Às vezes, precisamos de uma boa sacudidela, dada por um tigre experiente. Sorte a nossa se nos encontrarmos com ele em nosso Caminho!

Era uma vez, uma tigresa prenhe.
Perambulando há muitos dias sem ter sucesso em suas caçadas, ela estava faminta.
– É o nosso fim! – pensou a tigresa, sentindo que não tinha forças para dar nem mais um passo. – Vamos morrer, filho…
Porém, ao ouvir o balido de ovelhas, ao longe, ela sentiu a sua boca salivar.
– Estamos salvos! – pensou a tigresa, cheia de esperança.
Guiada pela fome tão intensa, ela avistou as ovelhas pastando serenamente numa colina, e, sem medir a violência de seu ataque, a tigresa partiu à toda velocidade em busca do alimento salvador.
No entanto, o desespero de sua investida, a velocidade a que se obrigou a desenvolver, e a fúria com que atacou o rebanho, anteciparam o seu parto: de repente, ela se viu com dores atrozes, e acabou parindo o seu filhotinho, bem no meio de sua caçada.
Ao verem a tigresa, as ovelhas se dispersaram, aterrorizadas. Mas, ao perceberem que ela estava caída e não se mexia, as ovelhas foram se aproximando, devagar. Constatando que a tigresa estava morta, elas já iam se afastando quando, de repente, ouviram um miado débil: era o seu filhotinho, que sobrevivera ao nascimento prematuro.
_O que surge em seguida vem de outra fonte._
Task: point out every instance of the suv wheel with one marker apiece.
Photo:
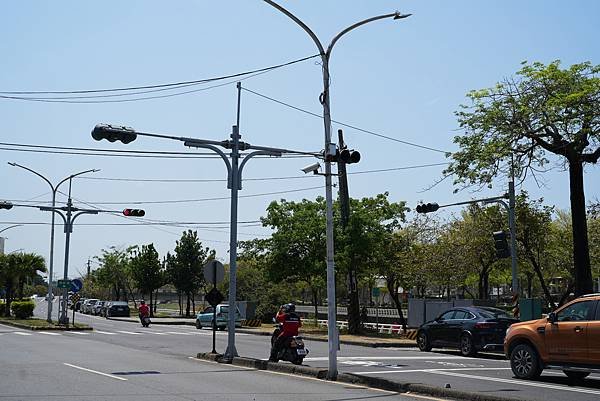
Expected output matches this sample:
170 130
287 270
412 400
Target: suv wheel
525 362
423 342
467 348
574 375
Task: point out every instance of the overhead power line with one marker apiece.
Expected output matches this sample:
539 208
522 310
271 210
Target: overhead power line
346 125
172 84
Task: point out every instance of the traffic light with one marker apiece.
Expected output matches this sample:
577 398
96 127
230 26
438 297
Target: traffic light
349 156
114 133
427 207
6 205
501 244
134 212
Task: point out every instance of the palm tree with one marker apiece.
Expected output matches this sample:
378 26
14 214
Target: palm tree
15 270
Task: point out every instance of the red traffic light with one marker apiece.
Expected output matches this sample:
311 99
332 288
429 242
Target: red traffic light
134 212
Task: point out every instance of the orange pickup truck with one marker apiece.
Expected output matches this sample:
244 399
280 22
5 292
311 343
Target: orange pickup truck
568 340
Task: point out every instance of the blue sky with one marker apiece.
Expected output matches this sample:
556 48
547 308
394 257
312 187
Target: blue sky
403 79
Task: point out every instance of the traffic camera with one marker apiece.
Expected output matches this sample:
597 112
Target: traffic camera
427 207
134 212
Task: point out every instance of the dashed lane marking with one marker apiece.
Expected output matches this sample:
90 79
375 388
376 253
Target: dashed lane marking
130 332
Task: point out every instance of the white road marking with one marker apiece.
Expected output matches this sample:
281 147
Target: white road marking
130 332
399 370
519 382
381 358
95 371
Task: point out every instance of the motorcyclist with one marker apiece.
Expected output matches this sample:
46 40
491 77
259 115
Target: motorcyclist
143 310
290 323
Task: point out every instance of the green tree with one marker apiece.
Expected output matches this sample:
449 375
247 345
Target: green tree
543 110
15 270
147 272
185 268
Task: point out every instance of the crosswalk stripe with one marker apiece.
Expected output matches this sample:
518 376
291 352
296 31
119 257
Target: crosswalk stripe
130 332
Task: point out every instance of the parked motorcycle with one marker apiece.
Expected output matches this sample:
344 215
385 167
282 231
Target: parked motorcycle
292 351
145 321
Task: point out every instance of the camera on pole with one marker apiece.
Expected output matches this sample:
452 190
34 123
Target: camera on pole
134 212
114 133
427 207
501 244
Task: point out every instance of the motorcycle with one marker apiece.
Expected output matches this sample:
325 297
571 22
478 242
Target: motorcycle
293 349
145 321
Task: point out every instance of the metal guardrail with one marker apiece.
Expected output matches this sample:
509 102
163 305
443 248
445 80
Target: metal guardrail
343 311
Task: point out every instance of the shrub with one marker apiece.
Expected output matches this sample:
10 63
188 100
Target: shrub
22 309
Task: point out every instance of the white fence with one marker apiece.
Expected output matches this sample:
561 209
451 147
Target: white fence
382 328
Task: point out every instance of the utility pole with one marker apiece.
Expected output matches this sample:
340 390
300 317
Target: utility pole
353 307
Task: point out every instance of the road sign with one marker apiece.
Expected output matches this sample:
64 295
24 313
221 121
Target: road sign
214 272
214 297
76 285
64 284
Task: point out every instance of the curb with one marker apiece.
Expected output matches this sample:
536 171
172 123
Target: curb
37 328
375 382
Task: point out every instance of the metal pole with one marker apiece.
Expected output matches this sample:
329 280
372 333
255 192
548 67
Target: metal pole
513 236
231 352
63 319
331 300
51 272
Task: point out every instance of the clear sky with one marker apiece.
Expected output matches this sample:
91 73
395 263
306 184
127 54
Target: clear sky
402 79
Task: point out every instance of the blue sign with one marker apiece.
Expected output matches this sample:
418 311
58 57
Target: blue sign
76 285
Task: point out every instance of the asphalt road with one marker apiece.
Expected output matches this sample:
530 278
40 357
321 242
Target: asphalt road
486 374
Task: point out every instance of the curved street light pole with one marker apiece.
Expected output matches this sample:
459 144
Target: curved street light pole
54 189
332 332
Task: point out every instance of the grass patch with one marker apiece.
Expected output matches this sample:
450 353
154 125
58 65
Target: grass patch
39 323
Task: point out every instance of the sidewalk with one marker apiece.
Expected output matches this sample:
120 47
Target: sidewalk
266 330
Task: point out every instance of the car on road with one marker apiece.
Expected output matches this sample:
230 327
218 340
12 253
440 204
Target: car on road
117 308
470 329
98 307
87 306
205 318
568 340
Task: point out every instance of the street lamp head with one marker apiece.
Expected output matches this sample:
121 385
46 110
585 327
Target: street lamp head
114 133
399 15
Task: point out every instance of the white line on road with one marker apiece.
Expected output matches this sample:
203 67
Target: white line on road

Ao verem aquele recém-nascido tão pequenino e tão indefeso, as ovelhas se condoeram e decidiram adotá-lo. Como mais de uma ovelha amamentava um filhote, elas se revezaram alimentando-o e aquecendo-o. Quando ele atingiu a idade de alimentar-se com grama, elas ensinaram ao tigrinho todos os segredos para se obter a melhor erva do campo. E, assim, o tempo foi passando.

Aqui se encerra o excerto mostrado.